First, you are asked to compute a histogram of values across the entire temporal stack each of the six bands (excluding the alpha band).
Next, across the temporal stack, you are asked to:
- Find the greenest scene (e.g. most vegetated scene - max(NDVI))
- Find the snowiest scene (NDSI)
- Find the cloudiest scene
- Find the brightest scene
Note that your outputs should be from the result of your technique / code / algorithm running on the stack of imagery. You are NOT allowed to produce your answers simply through visual inspection of the data, although you will certainly want to inspect the data closely to figure out what approach to take. For each answer, provide the scene ID and the corresponding image to answer each question.
Finally, you are asked to create composite images (e.g. reduce the stack of imagery to a single image) of varying kinds:
- mean
- min
- max
- median
- greenest pixel (e.g. argmax NDVI)
- 85% greenest pixel
For each temporal operation, your output should be a GeoTIFF file that contains the georeferenced composite image.

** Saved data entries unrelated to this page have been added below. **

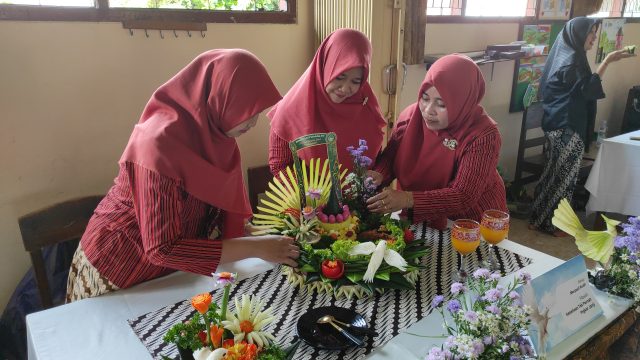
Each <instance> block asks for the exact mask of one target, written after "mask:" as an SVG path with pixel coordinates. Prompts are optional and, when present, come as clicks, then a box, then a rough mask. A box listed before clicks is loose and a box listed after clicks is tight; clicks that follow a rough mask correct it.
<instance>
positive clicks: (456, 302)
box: [447, 299, 462, 313]
mask: <svg viewBox="0 0 640 360" xmlns="http://www.w3.org/2000/svg"><path fill="white" fill-rule="evenodd" d="M461 308H462V305H460V301H458V300H456V299H453V300H449V302H448V303H447V310H449V312H450V313H456V312H458V310H460V309H461Z"/></svg>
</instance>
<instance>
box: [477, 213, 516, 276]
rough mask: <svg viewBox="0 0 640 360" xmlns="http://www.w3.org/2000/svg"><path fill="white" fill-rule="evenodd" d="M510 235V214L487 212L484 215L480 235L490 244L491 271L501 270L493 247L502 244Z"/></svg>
mask: <svg viewBox="0 0 640 360" xmlns="http://www.w3.org/2000/svg"><path fill="white" fill-rule="evenodd" d="M508 233H509V214H507V213H506V212H504V211H500V210H487V211H485V212H484V213H483V214H482V220H481V221H480V234H481V235H482V238H483V239H484V241H486V242H487V244H489V258H488V260H487V262H488V267H489V269H490V270H492V271H495V270H499V269H500V267H499V266H498V261H497V260H496V257H495V255H494V253H493V246H494V245H497V244H498V243H500V242H501V241H502V240H504V239H505V238H506V237H507V234H508Z"/></svg>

For the purposes of measuring cloud cover across the scene, you will want to implement a simple cloud masking algorithm. Don’t go for something perfect, rather get something that works reasonably well. Note that this same cloud masking algorithm can be used for creation of composite imagery, by masking each image by your derived cloud mask. Finally, note that you do not need to necessarily use every single image / pixel for your composite operation.